Bedanya Lia dengan penganjur ajaran sempalan
lainnya adalah bahwa ia tidak pernah kapok. Lia sempat menyurati presiden
Barack Obama untuk memperingatkan bahwa kiamat akan terjadi pada tahun 2057. Dia
juga pernah menyurati Basuki Tjahaja Purnama atau Ahok yang saat itu menjabat
sebagai Gubernur DKI untuk jadi Presiden RI hingga menunggu UFO di Monas.
Lia juga masih meluncurkan propaganda
ajarannya lewat laman resmi gerakan Salamullah, meski kemudian laman tersebut
tidak bisa diakses karena diblokir pemerintah.

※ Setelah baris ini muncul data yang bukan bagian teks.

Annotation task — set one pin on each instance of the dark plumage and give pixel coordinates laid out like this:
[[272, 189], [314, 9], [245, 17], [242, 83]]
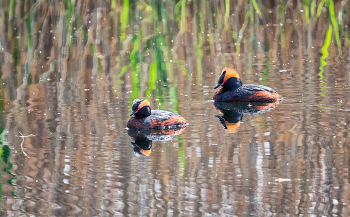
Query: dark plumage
[[233, 91], [145, 118]]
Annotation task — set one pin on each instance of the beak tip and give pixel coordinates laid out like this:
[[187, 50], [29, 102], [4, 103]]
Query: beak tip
[[218, 85]]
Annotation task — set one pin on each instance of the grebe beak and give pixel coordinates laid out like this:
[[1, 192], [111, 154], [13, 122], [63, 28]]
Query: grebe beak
[[218, 85]]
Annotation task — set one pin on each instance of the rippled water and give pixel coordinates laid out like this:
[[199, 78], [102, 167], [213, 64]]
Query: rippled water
[[69, 74]]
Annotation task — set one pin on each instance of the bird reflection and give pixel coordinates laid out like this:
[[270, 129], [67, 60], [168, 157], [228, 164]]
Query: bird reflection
[[143, 138], [233, 112]]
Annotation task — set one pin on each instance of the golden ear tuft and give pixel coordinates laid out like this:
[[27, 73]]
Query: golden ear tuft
[[144, 102], [230, 73]]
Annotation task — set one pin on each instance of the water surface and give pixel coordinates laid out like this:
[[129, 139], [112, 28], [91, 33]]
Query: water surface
[[71, 70]]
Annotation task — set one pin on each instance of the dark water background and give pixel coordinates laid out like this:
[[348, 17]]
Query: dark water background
[[71, 69]]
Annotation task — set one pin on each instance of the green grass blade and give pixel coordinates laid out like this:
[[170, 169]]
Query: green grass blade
[[325, 53]]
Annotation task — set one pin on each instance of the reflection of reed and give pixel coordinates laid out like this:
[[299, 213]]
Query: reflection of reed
[[295, 160]]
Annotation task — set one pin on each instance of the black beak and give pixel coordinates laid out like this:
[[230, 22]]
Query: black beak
[[218, 85]]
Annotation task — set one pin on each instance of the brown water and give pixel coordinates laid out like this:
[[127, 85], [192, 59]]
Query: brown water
[[71, 100]]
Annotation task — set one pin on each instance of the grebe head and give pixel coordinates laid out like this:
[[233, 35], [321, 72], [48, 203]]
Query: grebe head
[[141, 108], [229, 79]]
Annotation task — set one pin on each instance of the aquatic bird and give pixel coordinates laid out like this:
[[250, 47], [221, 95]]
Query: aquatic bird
[[233, 91], [145, 118], [232, 113]]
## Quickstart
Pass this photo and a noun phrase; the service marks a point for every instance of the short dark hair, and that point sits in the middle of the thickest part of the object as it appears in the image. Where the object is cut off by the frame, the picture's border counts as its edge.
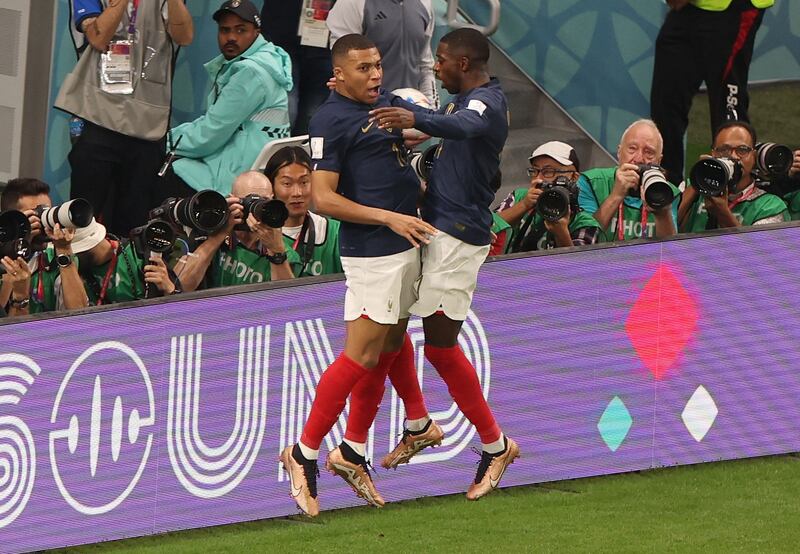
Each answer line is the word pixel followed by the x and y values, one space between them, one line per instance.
pixel 735 123
pixel 470 43
pixel 287 155
pixel 17 188
pixel 353 41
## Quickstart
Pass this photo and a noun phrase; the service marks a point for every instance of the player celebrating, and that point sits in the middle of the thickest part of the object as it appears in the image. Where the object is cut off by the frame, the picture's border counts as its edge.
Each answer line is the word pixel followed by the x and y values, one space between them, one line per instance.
pixel 474 127
pixel 361 177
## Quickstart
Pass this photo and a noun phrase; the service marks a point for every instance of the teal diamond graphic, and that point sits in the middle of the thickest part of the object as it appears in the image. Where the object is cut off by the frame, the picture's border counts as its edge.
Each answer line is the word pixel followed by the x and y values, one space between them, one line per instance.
pixel 615 423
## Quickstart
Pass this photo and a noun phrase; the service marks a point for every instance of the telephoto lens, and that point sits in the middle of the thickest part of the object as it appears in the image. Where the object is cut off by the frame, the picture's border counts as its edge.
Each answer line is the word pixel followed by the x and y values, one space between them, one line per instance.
pixel 422 163
pixel 656 190
pixel 155 236
pixel 269 211
pixel 73 214
pixel 773 160
pixel 714 176
pixel 556 197
pixel 205 211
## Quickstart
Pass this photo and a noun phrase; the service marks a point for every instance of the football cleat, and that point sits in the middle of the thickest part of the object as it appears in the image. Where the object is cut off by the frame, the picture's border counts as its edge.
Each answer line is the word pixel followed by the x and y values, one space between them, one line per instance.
pixel 356 474
pixel 303 479
pixel 412 443
pixel 490 470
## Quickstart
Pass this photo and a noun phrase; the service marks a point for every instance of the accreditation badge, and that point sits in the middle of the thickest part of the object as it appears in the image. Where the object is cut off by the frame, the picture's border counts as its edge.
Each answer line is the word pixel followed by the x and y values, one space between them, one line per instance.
pixel 313 30
pixel 116 69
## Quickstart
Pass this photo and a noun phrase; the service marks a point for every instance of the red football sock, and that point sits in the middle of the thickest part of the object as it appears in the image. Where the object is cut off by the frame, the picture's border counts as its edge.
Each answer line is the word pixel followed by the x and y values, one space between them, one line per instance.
pixel 462 382
pixel 332 390
pixel 365 399
pixel 403 375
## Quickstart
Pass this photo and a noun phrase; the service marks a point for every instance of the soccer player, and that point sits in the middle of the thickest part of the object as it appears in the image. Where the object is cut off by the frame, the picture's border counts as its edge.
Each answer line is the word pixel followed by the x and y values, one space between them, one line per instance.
pixel 362 178
pixel 474 126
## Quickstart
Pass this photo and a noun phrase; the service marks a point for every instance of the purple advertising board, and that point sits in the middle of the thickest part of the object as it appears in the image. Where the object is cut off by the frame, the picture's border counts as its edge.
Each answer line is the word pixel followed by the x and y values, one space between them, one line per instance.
pixel 153 418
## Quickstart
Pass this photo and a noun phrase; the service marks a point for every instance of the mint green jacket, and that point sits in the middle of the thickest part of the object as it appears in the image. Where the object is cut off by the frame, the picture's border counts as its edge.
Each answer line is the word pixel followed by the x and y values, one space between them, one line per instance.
pixel 247 108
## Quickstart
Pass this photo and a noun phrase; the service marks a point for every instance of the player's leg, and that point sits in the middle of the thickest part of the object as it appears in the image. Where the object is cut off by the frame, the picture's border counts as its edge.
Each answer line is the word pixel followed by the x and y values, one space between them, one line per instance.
pixel 387 280
pixel 363 347
pixel 449 277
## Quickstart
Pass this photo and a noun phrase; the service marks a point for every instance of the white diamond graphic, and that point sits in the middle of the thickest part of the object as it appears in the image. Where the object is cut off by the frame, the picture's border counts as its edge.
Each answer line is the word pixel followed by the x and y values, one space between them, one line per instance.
pixel 699 413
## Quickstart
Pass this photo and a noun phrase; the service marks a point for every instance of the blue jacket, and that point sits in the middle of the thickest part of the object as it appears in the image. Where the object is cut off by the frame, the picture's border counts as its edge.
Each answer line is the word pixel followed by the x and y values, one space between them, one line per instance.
pixel 247 108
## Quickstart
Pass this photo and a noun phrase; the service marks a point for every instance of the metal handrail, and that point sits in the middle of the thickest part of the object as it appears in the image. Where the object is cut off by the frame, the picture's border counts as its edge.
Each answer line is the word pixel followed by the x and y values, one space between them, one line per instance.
pixel 494 20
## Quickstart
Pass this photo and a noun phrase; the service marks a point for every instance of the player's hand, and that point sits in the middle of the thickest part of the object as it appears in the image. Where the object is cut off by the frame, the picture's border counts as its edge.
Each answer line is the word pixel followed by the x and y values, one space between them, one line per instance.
pixel 795 169
pixel 532 197
pixel 18 274
pixel 411 228
pixel 156 272
pixel 414 138
pixel 626 179
pixel 677 5
pixel 393 118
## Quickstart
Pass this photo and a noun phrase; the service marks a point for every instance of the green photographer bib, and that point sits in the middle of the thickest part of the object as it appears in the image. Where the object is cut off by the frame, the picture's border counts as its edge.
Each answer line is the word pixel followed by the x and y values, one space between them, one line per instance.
pixel 241 266
pixel 757 206
pixel 324 256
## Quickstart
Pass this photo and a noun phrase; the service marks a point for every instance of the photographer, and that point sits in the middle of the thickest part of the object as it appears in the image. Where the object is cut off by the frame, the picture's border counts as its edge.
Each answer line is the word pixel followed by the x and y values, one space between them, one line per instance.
pixel 552 164
pixel 614 195
pixel 739 202
pixel 314 238
pixel 238 257
pixel 51 281
pixel 115 270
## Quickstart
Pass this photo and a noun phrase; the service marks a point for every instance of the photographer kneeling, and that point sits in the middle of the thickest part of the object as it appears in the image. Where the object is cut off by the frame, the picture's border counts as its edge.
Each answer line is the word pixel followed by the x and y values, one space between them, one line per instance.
pixel 618 197
pixel 245 250
pixel 546 215
pixel 722 192
pixel 39 274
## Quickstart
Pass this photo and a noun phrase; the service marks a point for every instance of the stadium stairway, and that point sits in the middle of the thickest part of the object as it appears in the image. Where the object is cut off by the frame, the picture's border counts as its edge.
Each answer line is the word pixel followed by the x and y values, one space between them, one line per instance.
pixel 536 118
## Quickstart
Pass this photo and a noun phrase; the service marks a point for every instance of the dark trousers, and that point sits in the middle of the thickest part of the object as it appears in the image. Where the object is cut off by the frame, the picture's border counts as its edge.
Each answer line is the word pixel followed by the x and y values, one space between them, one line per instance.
pixel 311 69
pixel 116 174
pixel 693 46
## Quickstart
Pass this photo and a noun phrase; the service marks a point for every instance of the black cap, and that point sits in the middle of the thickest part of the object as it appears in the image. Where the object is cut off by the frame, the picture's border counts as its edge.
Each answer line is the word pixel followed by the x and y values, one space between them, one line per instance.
pixel 243 8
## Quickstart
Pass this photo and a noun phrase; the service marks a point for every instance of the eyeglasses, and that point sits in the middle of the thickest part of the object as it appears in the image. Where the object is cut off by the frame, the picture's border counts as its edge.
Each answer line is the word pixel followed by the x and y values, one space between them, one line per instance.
pixel 742 150
pixel 546 172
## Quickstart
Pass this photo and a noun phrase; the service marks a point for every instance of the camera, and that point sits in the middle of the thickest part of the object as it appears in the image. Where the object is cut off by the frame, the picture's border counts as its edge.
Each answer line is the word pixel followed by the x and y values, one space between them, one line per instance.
pixel 714 176
pixel 422 162
pixel 655 189
pixel 269 211
pixel 155 236
pixel 205 211
pixel 15 230
pixel 773 160
pixel 556 198
pixel 72 214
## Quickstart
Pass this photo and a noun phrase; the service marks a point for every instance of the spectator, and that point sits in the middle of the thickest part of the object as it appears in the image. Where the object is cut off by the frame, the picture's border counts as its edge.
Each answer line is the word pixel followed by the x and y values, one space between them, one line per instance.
pixel 125 114
pixel 311 59
pixel 49 281
pixel 237 257
pixel 529 230
pixel 313 237
pixel 402 32
pixel 702 40
pixel 743 203
pixel 247 107
pixel 612 195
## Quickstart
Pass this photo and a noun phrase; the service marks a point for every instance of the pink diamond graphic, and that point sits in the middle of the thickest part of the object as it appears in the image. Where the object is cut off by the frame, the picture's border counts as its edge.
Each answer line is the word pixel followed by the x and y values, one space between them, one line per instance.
pixel 661 322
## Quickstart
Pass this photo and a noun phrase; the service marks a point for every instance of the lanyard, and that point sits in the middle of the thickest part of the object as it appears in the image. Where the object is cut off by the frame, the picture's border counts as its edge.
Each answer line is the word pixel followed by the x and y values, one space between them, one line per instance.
pixel 132 23
pixel 112 265
pixel 620 229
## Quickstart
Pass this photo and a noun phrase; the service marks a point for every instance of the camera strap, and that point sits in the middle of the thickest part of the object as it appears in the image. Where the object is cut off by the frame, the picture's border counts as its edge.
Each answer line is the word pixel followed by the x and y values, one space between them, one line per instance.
pixel 621 226
pixel 308 239
pixel 112 266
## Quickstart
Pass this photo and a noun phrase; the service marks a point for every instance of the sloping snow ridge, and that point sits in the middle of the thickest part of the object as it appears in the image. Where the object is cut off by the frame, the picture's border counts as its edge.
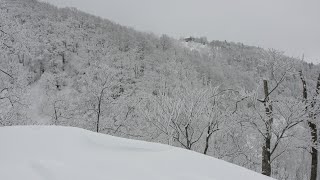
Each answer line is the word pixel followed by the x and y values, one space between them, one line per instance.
pixel 65 153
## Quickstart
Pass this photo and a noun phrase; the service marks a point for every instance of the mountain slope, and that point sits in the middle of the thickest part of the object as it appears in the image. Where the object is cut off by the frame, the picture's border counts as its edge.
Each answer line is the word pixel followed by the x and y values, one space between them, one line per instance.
pixel 70 153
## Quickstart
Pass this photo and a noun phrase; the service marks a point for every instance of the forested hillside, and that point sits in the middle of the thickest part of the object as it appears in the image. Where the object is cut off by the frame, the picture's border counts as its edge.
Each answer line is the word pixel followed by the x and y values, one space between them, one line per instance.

Mengenal Gerakan Salamullah
Dikutip dari “Diskursus Gerakan
Salamullah Lia Eden” di Religio: Jurnal Studi Agama-agama (2018) yang
ditulis Affaf Mujahidah dari CRCS–UGM, embrio pergerakan ini dimulai dari
berbagai pengalaman spiritual yang dialami Lia. Terhitung sejak tahun 1974, Lia
Eden telah merasa didatangi oleh Malaikat Jibril yang ia sebut sebagai Habib
Al-Huda.
Namun semua pengalaman tersebut baru
terpublikasi melalui buku yang ia tulis sendiri dengan judul “Perkenankan
Aku Menjelaskan Sebuah Takdir” yang terbit pada tahun 1998. Titik balik
transformasi Lia Eden dimulai ketika ia berjumpa dengan malaikat Jibril untuk
pertama kalinya di Jl. Mahoni 30, Jakarta Pusat. Di tempat ini pula ia
menemukan sumber mata air pada 1 Oktober 1997, yang nantinya ia pergunakan
dalam berbagai ritual penyembuhan.
Menariknya, alamat ini pula yang kemudian menjadi pusat dari kegiatan
Salamullah.
Gerakan Salamullah mulai menarik perhatian
publik ketika mereka melakukan ritual secara terang-terangan, terutama ketika
melakukan ritual penyucian pantai selatan di Pelabuhan Ratu. Tujuan ritual
tersebut adalah untuk melakukan penyucian perbuatan musyrik yang diindikasi
terpengaruh oleh Ratu Pantai Selatan.
Ritual yang dilakukan selama empat puluh lima
menit itu diawali dengan salat yang diimami oleh Lia Eden dengan diikuti 75
pengikutnya. Puncak dari ritual terjadi ketika Lia Eden menghunuskan keris
sepanjang 20 cm sembari menyuruh Ratu Pantai Selatan untuk segera enyah dari
lokasi
Affaf menilai, pola awal yang diusung oleh
gerakan Salamullah hampir serupa dengan gerakan-gerakan keagamaan lain yang
mengedepankan pada pemurnian ajaran. Konsep ini menjadi lazim ditemui pada
bentuk gerakan spiritualitas non-agama sebagai suatu counter public
terhadap agama yang ada. Meski demikian, mayoritas gerakan spiritualitas
tersebut menunggangi ajaran-ajaran yang terdapat dalam agama tertentu sebagai titik
awal untuk mendapat kepercayaan dari banyak pihak.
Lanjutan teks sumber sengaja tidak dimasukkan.